In defense of the client's right to say No


Read Dr. Michael A. McLaughlin's commentary on veterinarian-client relations.

When writing these op-ed pieces I simply try to stimulate conversation and share whatever small bits of wisdom I may have acquired. But these articles also have been a learning opportunity for me. I learned several things after my article concerning conservative therapy for cruciate ligament injuries.

First, merely suggesting the bare possibility that surgical correction of ACL injuries might not always be required can cause board-certified veterinary surgeons to begin boiling tar and plucking chickens while dragging out their old physics and geometry lecture notes. (Lectures I attended as well.)

Second, apparently non-veterinarians read this publication, too, and discuss the articles among themselves. I received several phone calls from pet owners across the country about that article as it related to their own pets. Of course, I couldn’t offer any specific advice for patients I had never seen, but that wasn’t what the callers wanted. They all seemed to be seeking my permission and blessing for their pets NOT to have surgery.

One call in particular stands out. The lady likes large breeds, and her current dog (weighing more than 160 lbs) injured his ACL six months ago. Her vet is pressing her mightily to schedule costly (her term) TPLO surgical repair. But her previous large dog also ruptured an ACL, had the TPLO surgery, never regained use of its leg and subsequently developed bone cancer near the site of the surgery and was euthanized.

Obviously, she’s just a little “gun-shy” about having the same surgery for this dog. Disturbingly, when I asked what other treatment options her vet had discussed, she told me he had said only that TPLO surgery was the dog’s “best chance” (for what, I am not exactly certain) and never mentioned any other possible solutions.

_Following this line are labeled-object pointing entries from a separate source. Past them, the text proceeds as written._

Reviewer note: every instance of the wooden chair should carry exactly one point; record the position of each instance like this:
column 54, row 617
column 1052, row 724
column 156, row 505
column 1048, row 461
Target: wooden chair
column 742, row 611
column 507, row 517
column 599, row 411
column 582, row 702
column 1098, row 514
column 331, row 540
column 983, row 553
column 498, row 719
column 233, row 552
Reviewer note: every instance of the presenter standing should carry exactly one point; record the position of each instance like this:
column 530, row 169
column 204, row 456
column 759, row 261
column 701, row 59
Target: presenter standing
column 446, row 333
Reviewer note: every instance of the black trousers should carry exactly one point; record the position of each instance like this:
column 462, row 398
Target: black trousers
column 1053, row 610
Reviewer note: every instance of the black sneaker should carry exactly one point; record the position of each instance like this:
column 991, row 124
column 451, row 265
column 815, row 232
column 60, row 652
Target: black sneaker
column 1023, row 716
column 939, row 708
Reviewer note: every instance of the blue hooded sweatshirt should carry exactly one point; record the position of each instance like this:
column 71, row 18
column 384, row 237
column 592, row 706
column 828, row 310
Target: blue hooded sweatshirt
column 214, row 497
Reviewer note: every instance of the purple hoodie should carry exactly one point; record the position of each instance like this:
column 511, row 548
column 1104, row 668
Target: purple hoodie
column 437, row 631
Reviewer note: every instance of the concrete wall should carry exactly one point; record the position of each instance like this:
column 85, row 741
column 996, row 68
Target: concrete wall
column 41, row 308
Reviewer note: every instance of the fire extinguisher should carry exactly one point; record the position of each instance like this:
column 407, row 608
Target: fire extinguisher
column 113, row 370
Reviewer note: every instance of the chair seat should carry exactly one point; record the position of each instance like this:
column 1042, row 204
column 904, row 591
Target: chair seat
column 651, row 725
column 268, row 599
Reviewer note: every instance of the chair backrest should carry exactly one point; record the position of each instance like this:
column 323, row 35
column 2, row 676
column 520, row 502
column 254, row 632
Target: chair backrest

Some would say that the vet is the one to decide the best treatment plan for a patient, but I maintain that is not true and never was. The vet is the best one to know all the treatment options and to present the owner with all of the various pros, cons, costs and prognoses. He or she may even recommend one course of action over another. But the person to decide which plan makes the most sense for both the owner and the pet always has been and always will be the owner.

To a few of my colleagues I would respectfully suggest less dictation and more consultation and collaboration in the exam rooms. In my vet-school days this was referred to as developing a good tableside manner.

And to all you loving pet owners I would respectfully suggest that it is OK to politely say “No” to a doctor (veterinary or medical), make the best educated choice you can make (Who could possibly expect more?), and don’t ever feel guilty for choosing “less than the best” if the best doesn’t seem the right choice for you.

You have my permission.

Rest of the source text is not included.